Carolina Capria continua la sua riflessione ragionando sull’immagine che la nostra società ci impone della vittima. Essa per risultare tale e quindi credibile deve essere immacolata, moralmente intoccabile e pura. Solo così scatta il riconoscimento del modello e decidiamo di crederle. Ma questo non è femminismo, è un condizionamento culturale patriarcale.
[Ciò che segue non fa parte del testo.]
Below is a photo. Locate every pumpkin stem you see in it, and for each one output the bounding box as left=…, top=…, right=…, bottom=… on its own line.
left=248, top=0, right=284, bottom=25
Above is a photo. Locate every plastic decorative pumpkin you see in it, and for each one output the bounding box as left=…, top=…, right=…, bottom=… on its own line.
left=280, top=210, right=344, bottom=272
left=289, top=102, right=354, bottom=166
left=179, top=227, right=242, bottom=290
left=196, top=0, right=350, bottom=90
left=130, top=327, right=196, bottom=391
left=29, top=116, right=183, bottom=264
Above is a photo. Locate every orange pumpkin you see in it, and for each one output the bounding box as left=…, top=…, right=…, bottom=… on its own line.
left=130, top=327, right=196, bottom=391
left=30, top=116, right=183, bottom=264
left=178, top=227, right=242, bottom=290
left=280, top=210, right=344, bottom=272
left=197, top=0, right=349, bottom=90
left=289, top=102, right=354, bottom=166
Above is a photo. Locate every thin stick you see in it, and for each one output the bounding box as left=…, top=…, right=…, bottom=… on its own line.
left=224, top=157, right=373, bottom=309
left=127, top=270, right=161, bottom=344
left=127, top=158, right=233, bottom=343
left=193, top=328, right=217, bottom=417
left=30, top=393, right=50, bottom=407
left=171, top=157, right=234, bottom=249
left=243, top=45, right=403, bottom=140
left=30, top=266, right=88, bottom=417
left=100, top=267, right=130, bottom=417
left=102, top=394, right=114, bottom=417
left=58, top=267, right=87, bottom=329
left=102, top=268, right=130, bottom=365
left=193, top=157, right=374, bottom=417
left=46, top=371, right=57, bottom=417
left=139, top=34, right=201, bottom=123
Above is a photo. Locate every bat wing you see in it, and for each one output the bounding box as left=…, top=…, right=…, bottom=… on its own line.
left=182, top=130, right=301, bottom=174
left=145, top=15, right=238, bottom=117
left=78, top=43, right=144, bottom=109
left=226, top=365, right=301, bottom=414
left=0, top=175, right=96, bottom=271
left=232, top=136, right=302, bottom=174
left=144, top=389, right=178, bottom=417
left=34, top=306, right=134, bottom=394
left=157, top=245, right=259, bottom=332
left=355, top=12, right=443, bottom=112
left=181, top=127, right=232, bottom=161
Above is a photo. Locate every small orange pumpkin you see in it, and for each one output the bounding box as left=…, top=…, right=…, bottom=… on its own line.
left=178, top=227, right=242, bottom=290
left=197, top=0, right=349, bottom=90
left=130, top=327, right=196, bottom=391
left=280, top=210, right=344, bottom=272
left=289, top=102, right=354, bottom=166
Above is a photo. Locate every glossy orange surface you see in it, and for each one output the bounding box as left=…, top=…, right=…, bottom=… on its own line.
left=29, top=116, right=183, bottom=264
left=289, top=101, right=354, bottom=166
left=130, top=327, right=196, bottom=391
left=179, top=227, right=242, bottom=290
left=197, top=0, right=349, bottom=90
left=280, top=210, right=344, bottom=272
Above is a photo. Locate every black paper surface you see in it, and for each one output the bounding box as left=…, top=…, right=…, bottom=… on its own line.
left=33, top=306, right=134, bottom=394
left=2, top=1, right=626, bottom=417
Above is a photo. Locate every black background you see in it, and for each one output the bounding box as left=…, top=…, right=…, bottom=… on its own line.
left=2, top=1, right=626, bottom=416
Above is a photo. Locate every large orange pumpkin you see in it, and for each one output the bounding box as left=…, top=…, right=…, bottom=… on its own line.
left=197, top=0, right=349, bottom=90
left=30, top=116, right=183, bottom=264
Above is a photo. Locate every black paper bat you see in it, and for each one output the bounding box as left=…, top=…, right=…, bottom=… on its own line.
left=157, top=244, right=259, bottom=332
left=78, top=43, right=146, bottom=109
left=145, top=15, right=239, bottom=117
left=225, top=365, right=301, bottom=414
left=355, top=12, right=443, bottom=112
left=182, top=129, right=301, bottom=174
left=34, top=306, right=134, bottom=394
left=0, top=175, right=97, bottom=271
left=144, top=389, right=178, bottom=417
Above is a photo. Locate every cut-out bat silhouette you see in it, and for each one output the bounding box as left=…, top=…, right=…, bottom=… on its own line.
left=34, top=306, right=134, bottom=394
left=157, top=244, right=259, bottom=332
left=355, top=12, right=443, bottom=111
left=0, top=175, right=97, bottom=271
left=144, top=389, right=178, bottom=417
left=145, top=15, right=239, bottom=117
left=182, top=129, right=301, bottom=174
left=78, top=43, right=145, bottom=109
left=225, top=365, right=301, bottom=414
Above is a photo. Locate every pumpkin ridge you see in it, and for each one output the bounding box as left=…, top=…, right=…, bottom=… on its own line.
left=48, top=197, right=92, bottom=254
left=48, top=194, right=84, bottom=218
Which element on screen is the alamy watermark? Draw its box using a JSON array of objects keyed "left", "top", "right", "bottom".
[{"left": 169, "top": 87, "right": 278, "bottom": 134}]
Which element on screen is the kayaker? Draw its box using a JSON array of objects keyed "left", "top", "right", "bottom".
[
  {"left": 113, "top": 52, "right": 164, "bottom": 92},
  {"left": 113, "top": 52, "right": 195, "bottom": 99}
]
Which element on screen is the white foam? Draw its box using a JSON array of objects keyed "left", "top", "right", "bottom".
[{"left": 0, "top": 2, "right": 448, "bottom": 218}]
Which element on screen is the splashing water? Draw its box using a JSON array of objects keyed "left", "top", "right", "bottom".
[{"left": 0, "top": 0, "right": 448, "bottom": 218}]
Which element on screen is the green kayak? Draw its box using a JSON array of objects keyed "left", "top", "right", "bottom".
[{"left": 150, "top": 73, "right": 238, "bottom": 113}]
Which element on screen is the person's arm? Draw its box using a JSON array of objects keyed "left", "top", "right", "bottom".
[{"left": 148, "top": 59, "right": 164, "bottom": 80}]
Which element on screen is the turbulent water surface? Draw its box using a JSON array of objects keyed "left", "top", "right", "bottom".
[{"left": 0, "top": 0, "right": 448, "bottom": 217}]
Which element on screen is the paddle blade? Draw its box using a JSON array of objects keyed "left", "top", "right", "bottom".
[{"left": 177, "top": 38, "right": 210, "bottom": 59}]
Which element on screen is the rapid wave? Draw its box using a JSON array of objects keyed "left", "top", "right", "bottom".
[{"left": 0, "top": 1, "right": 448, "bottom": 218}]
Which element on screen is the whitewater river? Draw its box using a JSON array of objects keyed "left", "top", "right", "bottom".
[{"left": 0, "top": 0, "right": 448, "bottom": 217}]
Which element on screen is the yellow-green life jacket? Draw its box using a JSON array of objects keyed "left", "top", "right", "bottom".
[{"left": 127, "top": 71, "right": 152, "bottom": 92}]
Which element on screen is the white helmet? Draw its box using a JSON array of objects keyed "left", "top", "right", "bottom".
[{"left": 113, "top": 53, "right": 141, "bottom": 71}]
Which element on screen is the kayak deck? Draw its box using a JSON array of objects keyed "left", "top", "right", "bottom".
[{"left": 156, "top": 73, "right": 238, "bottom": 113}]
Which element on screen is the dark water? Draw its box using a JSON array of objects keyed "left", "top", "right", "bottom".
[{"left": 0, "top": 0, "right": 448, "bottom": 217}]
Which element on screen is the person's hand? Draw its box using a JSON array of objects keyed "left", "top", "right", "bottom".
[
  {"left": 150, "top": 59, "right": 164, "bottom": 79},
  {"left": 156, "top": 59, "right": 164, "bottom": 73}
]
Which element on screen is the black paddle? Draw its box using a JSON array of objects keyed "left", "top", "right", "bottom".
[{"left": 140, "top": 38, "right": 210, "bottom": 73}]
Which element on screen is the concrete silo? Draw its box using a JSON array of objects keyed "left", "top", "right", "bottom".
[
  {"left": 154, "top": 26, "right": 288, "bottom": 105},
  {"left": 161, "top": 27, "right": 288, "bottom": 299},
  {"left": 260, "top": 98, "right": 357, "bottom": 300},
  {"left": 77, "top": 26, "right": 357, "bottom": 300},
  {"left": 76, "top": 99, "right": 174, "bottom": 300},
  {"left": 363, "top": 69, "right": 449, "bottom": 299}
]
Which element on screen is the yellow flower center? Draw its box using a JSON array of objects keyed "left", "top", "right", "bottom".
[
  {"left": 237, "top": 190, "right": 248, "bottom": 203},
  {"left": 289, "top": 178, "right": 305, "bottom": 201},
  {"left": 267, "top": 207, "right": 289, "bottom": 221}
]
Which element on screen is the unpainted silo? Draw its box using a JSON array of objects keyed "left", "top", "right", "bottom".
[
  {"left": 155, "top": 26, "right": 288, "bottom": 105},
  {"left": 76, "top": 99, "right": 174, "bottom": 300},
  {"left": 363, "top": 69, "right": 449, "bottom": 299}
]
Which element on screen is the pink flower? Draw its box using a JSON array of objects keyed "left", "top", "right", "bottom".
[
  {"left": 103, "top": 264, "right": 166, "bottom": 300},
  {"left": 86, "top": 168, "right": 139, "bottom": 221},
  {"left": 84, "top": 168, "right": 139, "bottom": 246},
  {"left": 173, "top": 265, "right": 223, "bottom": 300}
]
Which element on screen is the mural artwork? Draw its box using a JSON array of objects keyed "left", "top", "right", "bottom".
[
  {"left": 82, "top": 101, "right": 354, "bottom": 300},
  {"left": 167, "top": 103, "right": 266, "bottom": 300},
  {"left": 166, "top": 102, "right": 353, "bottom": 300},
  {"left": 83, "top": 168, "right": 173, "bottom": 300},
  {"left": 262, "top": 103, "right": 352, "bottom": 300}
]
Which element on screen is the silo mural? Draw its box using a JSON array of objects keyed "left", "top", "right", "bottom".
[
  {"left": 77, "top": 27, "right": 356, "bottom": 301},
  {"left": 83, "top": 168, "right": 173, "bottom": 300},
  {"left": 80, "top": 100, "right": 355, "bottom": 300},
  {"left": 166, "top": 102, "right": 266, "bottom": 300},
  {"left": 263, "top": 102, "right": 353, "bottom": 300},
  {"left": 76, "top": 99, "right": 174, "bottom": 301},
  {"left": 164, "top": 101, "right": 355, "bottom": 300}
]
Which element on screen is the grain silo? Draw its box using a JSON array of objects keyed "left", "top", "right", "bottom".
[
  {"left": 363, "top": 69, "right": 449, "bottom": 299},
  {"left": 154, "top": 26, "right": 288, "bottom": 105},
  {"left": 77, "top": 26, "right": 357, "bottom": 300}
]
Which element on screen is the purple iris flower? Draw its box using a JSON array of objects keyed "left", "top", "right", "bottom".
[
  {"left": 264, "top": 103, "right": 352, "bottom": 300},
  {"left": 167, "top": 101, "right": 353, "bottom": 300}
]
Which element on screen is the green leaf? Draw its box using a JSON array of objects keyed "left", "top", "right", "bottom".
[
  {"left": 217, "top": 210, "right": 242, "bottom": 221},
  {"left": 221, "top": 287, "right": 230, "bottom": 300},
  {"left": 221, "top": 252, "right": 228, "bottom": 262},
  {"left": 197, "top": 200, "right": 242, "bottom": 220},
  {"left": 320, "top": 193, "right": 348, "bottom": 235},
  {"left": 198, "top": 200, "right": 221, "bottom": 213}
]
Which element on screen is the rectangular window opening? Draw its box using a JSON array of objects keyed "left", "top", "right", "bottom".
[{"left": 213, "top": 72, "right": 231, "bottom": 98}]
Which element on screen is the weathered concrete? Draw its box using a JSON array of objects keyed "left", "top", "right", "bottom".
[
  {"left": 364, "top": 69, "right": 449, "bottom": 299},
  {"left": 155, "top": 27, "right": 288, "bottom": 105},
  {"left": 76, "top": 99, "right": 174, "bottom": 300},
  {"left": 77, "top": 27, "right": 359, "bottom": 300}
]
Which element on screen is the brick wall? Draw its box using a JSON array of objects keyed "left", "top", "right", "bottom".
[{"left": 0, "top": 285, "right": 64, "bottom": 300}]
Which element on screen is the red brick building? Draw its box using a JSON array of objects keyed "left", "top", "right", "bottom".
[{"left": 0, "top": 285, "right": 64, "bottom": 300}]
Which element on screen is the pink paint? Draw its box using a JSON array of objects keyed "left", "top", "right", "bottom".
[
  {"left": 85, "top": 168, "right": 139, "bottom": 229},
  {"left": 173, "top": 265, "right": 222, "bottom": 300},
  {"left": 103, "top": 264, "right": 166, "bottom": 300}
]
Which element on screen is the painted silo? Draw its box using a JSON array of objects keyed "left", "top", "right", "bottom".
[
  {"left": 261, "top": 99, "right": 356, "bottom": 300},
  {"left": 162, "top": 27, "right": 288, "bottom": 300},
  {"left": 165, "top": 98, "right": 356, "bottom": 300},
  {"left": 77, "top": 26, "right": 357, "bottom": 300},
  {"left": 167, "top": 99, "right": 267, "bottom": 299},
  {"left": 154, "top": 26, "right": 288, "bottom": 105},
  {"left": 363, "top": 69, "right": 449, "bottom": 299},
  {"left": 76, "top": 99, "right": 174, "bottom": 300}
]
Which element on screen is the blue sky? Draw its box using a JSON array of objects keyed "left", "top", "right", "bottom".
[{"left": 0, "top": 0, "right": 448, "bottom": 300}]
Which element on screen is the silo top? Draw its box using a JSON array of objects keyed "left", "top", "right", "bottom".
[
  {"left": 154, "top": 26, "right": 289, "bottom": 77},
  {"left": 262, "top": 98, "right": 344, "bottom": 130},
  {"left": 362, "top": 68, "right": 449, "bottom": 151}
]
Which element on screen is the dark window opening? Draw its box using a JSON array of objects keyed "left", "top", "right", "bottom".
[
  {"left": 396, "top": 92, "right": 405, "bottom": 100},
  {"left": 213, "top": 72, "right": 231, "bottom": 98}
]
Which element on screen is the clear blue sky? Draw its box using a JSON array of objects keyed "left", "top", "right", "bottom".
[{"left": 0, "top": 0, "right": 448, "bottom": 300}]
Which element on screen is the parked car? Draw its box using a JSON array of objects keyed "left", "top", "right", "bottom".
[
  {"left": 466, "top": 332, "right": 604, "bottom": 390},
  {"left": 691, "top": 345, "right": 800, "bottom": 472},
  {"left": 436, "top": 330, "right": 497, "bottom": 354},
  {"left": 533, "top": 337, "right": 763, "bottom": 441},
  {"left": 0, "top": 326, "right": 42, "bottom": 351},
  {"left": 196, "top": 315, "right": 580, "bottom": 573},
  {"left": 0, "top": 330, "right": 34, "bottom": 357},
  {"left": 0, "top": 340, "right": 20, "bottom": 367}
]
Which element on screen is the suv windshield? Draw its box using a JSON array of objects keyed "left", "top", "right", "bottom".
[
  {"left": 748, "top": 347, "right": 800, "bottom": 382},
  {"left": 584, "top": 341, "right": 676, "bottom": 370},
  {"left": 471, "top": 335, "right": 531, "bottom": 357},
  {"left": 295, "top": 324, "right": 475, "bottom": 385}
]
Il passo più difficile da compiere è proprio questo: riconoscere l’abuso di potere, che in questo caso ha leso anche tutti noi considerando che sono stati usati soldi pubblici per usi privati, anche se la vittima non ci piace, anche se la nostra morale di condotta è “diametralmente opposta alla sua”. Non dobbiamo simpatizzare con lei, dobbiamo semplicemente crederle e riconoscerla come vittima simbolica di un sistema politico e istituzionale corrotto e opportunista fino al midollo, in cui figure di potere si prendono la libertà di circondarsi e favorire soggetti privilegiati utilizzando le proprie risorse politiche.
L’ex ministro Sangiuliano ha sbagliato perché ha abusato del suo potere, non perché ha tradito la moglie. Ha utilizzato i suoi privilegi pubblici a scopi personali e non è stato vittima di un ribaltamento di questioni private sul piano pubblico. Nessuna donna arrivista lo ha costretto alle dimissioni. Le dimissioni sono la naturale conseguenza delle sue azioni illecite, non la punizione eccessiva di un’amante vendicativa.
Finché continueremo a mettere la vittima sul tavolo degli imputati e scannerizzare la sua assoluta integrità morale continueremo a perdere di vista l’intera prospettiva della questione. Dobbiamo tutte e tutti fare lo sforzo di far sempre partire il nostro sguardo da chi detiene il potere, gestisce i “giochi”, stabilisce le regole in cambio di favori di vario genere e portata da parte di chi, consenziente o meno, viene fatto entrare nella sua arena.